Na primeira sessão de meu percurso analítico apresentada acima, a intervenção do analista sugere essa ocasião provocada. Ela atinge no coração da transferência, a pergunta sobre o desejo do Outro. Furo que eu havia tamponado, identificando-me com um objeto que se colocava como resposta. Ouvir que uma Psicanálise, não poderia fazer nada por mim, explodiu meu saber constituído e a satisfação ali encontrada, favorecendo a contingência, esvaziou a resposta que me acomodava na repetição, e provocou o sonho da mãe morta, ocasionando a inscrição da lembrança, que deixou seu rastro conduzindo minha análise por um longo tempo.
Evidentemente, a contingencia não tem sempre o mesmo tom. O que provocou o final de minha experiência analítica, ao contrário de um “nada pode ser feito por você”, foi em uma certa circunstancia, naquela que foi a última sessão, ouvir minha analista dizer: “Me chame”. No contexto em que isso ocorreu, a contingência escreveu uma nova relação com o Outro, na qual eu podia em uma nova parceria gozar da vida com alguém, ao invés de me armar contra o Outro e mortificar-me atolado no deserto do objeto nada.
Não posso queixar-me da sorte que foi para mim analisar-me, desde o começo.
[1] Miller, J.-A., 1, 2, 3, 4, vol. 1, Ciudad Buenos Aires, Paidós, 2021, p. 234.
[2] Lacan, J., (1975) Intervention à la suite de l’exposé d’André Albert: Sur le plaisir et la règle fondamentale. Lettres de l’École freudienne, nº 24, 1978, p. 22-24.
[3] Lacan, J., (1968-1969) Seminário, livro 16: De um Outro ao outro. Rio de Janeiro: Zahar, 2008, pp. 67-68.
[4] Lacan, J., (1974) Conférence de presse du docteur Jacques Lacan au Centre culturel français, Rome. Parue dans les Lettres de l’École freudienne, 1975, n° 16, pp. 6-26.

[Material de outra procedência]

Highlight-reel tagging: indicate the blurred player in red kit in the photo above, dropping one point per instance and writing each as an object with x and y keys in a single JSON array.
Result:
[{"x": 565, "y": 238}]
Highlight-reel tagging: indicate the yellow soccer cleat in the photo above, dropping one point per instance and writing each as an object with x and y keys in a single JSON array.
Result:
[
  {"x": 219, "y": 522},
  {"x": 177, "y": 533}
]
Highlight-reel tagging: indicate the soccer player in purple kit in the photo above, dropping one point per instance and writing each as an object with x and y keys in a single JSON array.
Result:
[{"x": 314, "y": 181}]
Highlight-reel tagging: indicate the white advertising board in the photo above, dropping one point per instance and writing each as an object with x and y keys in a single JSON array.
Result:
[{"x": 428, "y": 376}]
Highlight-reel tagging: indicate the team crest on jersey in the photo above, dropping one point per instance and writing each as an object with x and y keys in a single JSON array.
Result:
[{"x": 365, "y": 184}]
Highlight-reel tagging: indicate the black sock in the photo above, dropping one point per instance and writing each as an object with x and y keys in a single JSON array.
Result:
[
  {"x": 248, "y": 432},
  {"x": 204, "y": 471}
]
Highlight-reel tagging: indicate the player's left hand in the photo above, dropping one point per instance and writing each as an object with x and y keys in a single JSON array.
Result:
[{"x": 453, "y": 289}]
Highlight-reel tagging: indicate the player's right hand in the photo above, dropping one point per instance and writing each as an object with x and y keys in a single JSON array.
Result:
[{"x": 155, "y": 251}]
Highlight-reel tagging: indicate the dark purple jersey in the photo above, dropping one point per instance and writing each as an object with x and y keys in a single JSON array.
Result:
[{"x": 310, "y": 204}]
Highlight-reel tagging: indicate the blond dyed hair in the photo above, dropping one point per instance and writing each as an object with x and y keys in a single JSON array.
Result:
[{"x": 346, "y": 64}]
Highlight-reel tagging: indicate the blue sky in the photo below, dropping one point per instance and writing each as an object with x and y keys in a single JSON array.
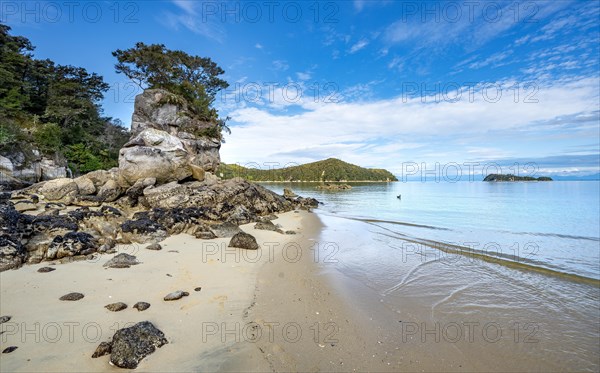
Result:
[{"x": 377, "y": 83}]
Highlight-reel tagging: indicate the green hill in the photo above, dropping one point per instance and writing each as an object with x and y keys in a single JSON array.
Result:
[
  {"x": 510, "y": 177},
  {"x": 328, "y": 170}
]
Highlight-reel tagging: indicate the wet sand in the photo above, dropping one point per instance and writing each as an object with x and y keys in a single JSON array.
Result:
[{"x": 301, "y": 303}]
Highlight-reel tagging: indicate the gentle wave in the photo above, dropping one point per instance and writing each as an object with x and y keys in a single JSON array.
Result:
[{"x": 525, "y": 264}]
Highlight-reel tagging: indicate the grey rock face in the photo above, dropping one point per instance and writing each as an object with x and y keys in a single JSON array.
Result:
[
  {"x": 168, "y": 143},
  {"x": 122, "y": 261}
]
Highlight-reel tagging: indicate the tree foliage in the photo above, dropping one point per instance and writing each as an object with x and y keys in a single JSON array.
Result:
[
  {"x": 54, "y": 108},
  {"x": 196, "y": 79}
]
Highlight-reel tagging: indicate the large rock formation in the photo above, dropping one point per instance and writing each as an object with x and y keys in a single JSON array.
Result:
[
  {"x": 21, "y": 167},
  {"x": 168, "y": 143},
  {"x": 163, "y": 186}
]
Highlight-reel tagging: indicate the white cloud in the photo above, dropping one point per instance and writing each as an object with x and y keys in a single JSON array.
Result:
[
  {"x": 387, "y": 132},
  {"x": 495, "y": 60},
  {"x": 359, "y": 45},
  {"x": 280, "y": 65},
  {"x": 190, "y": 20},
  {"x": 304, "y": 75}
]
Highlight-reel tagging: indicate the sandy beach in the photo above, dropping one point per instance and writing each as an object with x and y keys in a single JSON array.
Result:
[{"x": 207, "y": 331}]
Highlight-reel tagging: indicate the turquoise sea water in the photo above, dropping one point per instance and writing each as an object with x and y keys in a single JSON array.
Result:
[
  {"x": 550, "y": 225},
  {"x": 518, "y": 262}
]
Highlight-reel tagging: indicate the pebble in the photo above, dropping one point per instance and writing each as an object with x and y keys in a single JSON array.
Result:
[
  {"x": 116, "y": 307},
  {"x": 72, "y": 296},
  {"x": 141, "y": 306},
  {"x": 154, "y": 246},
  {"x": 103, "y": 348},
  {"x": 46, "y": 269},
  {"x": 176, "y": 295}
]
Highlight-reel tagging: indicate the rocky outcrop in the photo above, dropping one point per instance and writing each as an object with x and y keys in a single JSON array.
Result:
[
  {"x": 168, "y": 143},
  {"x": 164, "y": 185}
]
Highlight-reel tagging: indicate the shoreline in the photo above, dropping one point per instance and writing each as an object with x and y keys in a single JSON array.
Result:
[{"x": 203, "y": 329}]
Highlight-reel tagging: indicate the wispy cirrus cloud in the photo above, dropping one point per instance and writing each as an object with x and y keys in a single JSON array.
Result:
[
  {"x": 384, "y": 132},
  {"x": 187, "y": 17}
]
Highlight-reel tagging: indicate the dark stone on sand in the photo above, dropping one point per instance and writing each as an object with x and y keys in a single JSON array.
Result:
[
  {"x": 141, "y": 306},
  {"x": 154, "y": 246},
  {"x": 72, "y": 296},
  {"x": 226, "y": 229},
  {"x": 116, "y": 307},
  {"x": 267, "y": 226},
  {"x": 243, "y": 240},
  {"x": 122, "y": 261},
  {"x": 103, "y": 348},
  {"x": 46, "y": 269},
  {"x": 8, "y": 350},
  {"x": 176, "y": 295},
  {"x": 131, "y": 345}
]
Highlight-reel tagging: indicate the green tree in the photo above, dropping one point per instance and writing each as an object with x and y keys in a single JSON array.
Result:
[{"x": 194, "y": 78}]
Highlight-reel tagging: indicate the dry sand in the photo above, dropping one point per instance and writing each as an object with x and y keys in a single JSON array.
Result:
[{"x": 207, "y": 331}]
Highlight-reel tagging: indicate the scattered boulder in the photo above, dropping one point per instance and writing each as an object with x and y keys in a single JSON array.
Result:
[
  {"x": 58, "y": 189},
  {"x": 268, "y": 226},
  {"x": 23, "y": 206},
  {"x": 176, "y": 295},
  {"x": 287, "y": 193},
  {"x": 103, "y": 348},
  {"x": 226, "y": 229},
  {"x": 71, "y": 244},
  {"x": 141, "y": 306},
  {"x": 122, "y": 260},
  {"x": 46, "y": 269},
  {"x": 243, "y": 240},
  {"x": 72, "y": 297},
  {"x": 154, "y": 246},
  {"x": 170, "y": 195},
  {"x": 12, "y": 252},
  {"x": 130, "y": 345},
  {"x": 85, "y": 185},
  {"x": 110, "y": 191},
  {"x": 116, "y": 307}
]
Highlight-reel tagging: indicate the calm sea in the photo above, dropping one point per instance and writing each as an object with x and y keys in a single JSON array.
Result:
[
  {"x": 548, "y": 225},
  {"x": 469, "y": 276}
]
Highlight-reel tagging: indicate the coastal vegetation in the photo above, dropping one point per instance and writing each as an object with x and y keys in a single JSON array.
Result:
[
  {"x": 54, "y": 109},
  {"x": 331, "y": 169},
  {"x": 511, "y": 177}
]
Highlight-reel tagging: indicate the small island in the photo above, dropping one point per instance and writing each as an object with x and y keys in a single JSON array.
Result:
[
  {"x": 512, "y": 178},
  {"x": 328, "y": 186}
]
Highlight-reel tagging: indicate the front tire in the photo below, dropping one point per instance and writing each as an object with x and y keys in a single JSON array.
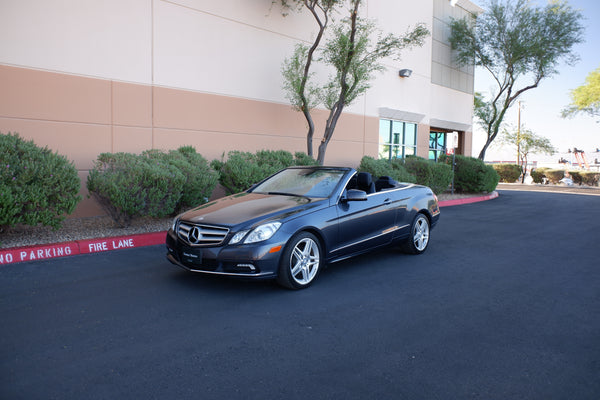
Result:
[
  {"x": 300, "y": 262},
  {"x": 418, "y": 240}
]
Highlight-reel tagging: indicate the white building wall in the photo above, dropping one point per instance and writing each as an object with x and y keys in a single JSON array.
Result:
[{"x": 108, "y": 39}]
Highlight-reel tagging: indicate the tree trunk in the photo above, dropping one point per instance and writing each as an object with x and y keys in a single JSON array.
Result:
[{"x": 310, "y": 133}]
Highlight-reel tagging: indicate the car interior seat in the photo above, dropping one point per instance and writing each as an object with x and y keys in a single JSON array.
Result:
[
  {"x": 385, "y": 182},
  {"x": 365, "y": 182}
]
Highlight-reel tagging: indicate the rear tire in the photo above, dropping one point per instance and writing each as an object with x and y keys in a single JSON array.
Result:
[
  {"x": 418, "y": 239},
  {"x": 300, "y": 262}
]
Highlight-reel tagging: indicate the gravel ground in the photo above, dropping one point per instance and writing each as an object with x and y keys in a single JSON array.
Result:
[{"x": 97, "y": 227}]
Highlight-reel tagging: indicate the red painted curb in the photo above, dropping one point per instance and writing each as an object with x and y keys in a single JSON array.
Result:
[
  {"x": 88, "y": 246},
  {"x": 468, "y": 200}
]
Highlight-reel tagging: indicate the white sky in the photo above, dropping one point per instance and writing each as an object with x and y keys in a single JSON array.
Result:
[{"x": 542, "y": 105}]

[5] Lacan, J., (1974) Conférence de presse du docteur Jacques Lacan au Centre culturel français, Rome. op. cit., pp. 6-26.
[6] Lacan, J., (1974) Conférence de presse du docteur Jacques Lacan au Centre culturel français, Rome. op. cit., pp. 6-26.

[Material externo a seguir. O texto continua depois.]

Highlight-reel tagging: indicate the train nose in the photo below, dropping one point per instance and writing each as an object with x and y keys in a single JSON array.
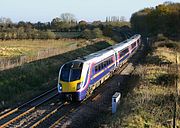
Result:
[{"x": 59, "y": 87}]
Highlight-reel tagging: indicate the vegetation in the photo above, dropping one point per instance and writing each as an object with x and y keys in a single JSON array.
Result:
[
  {"x": 148, "y": 99},
  {"x": 163, "y": 19},
  {"x": 13, "y": 48},
  {"x": 22, "y": 83},
  {"x": 65, "y": 26}
]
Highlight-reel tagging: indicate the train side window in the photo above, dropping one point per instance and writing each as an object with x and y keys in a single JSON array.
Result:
[
  {"x": 99, "y": 67},
  {"x": 102, "y": 66},
  {"x": 104, "y": 63},
  {"x": 96, "y": 68}
]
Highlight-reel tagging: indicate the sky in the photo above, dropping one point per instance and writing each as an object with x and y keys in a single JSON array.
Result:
[{"x": 88, "y": 10}]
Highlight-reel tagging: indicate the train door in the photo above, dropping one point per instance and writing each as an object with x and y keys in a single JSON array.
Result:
[{"x": 117, "y": 61}]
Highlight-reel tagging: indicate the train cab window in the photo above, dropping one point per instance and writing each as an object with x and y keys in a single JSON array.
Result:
[
  {"x": 71, "y": 71},
  {"x": 96, "y": 68},
  {"x": 104, "y": 64},
  {"x": 133, "y": 45},
  {"x": 124, "y": 52}
]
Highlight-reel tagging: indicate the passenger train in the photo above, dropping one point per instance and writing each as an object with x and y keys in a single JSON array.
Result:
[{"x": 78, "y": 78}]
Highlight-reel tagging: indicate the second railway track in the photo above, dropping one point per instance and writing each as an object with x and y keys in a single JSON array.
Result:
[{"x": 26, "y": 108}]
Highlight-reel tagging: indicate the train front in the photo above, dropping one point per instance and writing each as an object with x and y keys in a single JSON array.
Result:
[{"x": 71, "y": 81}]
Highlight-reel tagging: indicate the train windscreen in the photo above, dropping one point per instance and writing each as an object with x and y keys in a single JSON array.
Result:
[{"x": 71, "y": 71}]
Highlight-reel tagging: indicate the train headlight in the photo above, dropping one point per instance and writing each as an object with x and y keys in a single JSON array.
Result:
[
  {"x": 59, "y": 87},
  {"x": 79, "y": 85}
]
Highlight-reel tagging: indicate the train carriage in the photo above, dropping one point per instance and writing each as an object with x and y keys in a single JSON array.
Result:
[{"x": 78, "y": 78}]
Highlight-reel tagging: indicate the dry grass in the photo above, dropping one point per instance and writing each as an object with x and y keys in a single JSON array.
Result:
[
  {"x": 150, "y": 104},
  {"x": 14, "y": 48}
]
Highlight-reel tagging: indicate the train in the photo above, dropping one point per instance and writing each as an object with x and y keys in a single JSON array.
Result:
[{"x": 78, "y": 78}]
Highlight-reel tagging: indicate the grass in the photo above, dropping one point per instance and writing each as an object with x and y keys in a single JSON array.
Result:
[
  {"x": 24, "y": 82},
  {"x": 150, "y": 103},
  {"x": 14, "y": 48}
]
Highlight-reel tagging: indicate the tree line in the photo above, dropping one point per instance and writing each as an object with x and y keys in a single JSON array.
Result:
[
  {"x": 163, "y": 19},
  {"x": 66, "y": 22}
]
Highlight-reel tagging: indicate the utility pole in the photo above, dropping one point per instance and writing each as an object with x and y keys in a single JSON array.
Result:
[{"x": 176, "y": 92}]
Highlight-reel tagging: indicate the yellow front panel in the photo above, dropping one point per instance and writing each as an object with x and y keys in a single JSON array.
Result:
[{"x": 69, "y": 86}]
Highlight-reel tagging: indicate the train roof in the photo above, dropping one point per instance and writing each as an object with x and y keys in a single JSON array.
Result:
[{"x": 109, "y": 50}]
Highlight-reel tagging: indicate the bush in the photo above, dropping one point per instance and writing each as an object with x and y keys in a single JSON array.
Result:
[
  {"x": 92, "y": 34},
  {"x": 161, "y": 37}
]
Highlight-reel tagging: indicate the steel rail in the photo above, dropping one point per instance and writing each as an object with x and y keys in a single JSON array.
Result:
[
  {"x": 48, "y": 115},
  {"x": 26, "y": 112}
]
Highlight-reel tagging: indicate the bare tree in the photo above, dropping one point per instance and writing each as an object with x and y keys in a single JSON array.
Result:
[{"x": 68, "y": 17}]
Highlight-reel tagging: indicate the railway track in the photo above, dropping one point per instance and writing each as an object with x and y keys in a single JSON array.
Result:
[
  {"x": 60, "y": 120},
  {"x": 20, "y": 112},
  {"x": 53, "y": 117}
]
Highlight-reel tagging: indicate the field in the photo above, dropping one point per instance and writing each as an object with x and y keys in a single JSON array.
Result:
[
  {"x": 150, "y": 104},
  {"x": 16, "y": 52},
  {"x": 30, "y": 79}
]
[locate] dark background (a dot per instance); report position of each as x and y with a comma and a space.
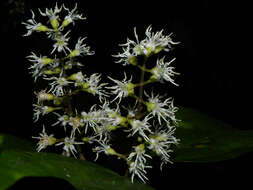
214, 59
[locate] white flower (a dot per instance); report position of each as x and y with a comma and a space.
81, 49
163, 71
72, 16
61, 43
58, 84
63, 120
103, 148
155, 42
75, 122
94, 86
140, 127
69, 146
38, 63
32, 26
52, 14
137, 161
44, 140
43, 96
161, 143
122, 89
152, 44
129, 53
162, 109
41, 110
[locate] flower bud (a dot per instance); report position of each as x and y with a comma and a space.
54, 22
56, 70
111, 151
133, 60
65, 23
42, 28
150, 106
130, 88
51, 140
46, 60
158, 49
42, 96
74, 53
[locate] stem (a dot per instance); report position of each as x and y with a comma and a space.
143, 68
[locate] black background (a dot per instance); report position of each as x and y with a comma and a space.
214, 59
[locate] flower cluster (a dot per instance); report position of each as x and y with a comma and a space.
148, 125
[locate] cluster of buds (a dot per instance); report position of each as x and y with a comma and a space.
150, 122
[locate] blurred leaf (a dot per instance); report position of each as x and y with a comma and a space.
8, 142
16, 164
204, 139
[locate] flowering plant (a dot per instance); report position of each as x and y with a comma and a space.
148, 121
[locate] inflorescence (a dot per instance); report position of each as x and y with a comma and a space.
150, 122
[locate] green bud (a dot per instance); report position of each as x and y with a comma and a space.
74, 53
54, 22
138, 49
149, 51
111, 151
133, 60
57, 101
150, 106
141, 146
65, 23
85, 139
139, 139
112, 127
51, 141
153, 78
57, 70
46, 60
158, 49
130, 88
42, 28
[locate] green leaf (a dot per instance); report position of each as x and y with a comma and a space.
204, 139
18, 163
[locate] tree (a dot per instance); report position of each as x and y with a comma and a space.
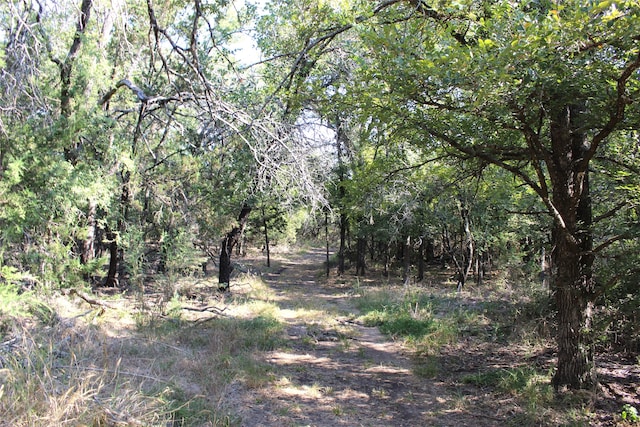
540, 90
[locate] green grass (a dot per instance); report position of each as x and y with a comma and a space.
411, 318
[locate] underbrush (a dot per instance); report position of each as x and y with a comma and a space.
127, 363
450, 333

[7] Lacan, J., (1974) Conférence de presse du docteur Jacques Lacan au Centre culturel français, Rome. op. cit., pp. 6-26.

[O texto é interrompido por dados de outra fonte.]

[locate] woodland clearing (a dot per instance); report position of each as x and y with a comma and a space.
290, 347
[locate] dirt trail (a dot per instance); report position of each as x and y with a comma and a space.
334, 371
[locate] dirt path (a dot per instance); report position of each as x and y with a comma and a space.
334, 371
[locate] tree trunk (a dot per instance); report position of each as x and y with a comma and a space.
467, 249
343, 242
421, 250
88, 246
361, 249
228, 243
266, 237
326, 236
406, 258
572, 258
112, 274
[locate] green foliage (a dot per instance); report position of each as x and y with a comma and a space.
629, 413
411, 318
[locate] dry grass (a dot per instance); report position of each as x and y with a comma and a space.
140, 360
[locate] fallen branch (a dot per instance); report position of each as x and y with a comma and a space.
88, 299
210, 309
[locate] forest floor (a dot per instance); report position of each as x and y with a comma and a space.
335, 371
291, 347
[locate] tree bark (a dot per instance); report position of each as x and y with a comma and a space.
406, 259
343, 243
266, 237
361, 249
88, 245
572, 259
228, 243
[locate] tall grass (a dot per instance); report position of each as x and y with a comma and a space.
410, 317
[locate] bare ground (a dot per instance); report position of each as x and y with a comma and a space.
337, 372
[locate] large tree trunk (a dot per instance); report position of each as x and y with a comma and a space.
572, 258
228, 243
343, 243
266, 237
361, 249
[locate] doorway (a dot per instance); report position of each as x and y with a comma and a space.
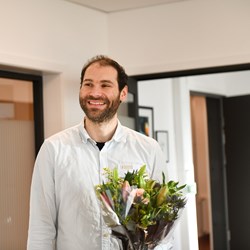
199, 126
21, 133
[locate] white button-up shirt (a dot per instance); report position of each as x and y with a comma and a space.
65, 213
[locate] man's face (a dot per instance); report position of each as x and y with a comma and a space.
99, 94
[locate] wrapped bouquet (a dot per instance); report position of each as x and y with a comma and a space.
140, 211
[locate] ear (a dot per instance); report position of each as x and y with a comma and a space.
124, 93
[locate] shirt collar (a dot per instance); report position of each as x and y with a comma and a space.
119, 135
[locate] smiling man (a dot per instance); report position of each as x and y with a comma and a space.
65, 213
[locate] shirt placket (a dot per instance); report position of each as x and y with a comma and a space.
103, 161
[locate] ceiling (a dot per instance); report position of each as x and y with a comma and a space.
109, 6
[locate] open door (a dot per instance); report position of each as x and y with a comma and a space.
237, 147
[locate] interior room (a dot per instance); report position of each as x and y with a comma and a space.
189, 51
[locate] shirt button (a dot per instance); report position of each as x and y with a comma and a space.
105, 235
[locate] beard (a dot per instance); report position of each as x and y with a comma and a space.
95, 114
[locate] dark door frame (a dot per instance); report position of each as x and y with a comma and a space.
193, 72
37, 102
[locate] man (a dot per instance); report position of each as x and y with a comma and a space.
64, 211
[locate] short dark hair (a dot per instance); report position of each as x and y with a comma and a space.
122, 77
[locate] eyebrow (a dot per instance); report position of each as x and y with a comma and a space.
102, 81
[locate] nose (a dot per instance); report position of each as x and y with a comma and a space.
96, 91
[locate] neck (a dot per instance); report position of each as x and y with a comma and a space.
101, 132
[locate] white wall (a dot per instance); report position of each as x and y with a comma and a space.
55, 38
170, 102
183, 35
226, 84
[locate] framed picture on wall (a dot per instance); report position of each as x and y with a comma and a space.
163, 140
146, 120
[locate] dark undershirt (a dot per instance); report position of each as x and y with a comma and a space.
100, 145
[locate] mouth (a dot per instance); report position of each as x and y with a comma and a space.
96, 103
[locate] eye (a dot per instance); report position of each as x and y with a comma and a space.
87, 84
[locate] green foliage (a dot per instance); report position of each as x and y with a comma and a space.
152, 201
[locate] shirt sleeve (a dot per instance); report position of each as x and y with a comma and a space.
42, 221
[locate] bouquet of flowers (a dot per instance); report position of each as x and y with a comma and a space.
140, 211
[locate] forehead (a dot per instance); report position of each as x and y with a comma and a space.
98, 71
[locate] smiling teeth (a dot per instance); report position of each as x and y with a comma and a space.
96, 103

[8] Lacan, J. (1967). Proposição de 9 de outubro de 1967 sobre o psicanalista da Escola. Em J. Lacan. Outros escritos. Rio de Janeiro: Zahar, 2003.
[9] Lacan, J., (1974) Conférence de presse du docteur Jacques Lacan au Centre culturel français, Rome. op. cit., pp. 6-26.
[10] Lacan, J., (1977) Ouverture de la Section Clinique. Em: Ornicar? n° 9, pp 7-14.
[11] Miller, J.-A., 1, 2, 3, 4, vol. 1, op. cit., p. 227.
[12] Attié J., “Le hasard et la contingence”, La Lettre Mensuelle de l’ECF, n.°161, août 1977, p. 18.
[13] Miller, J.-A., 1, 2, 3, 4, vol. 1, op. cit., p. 227.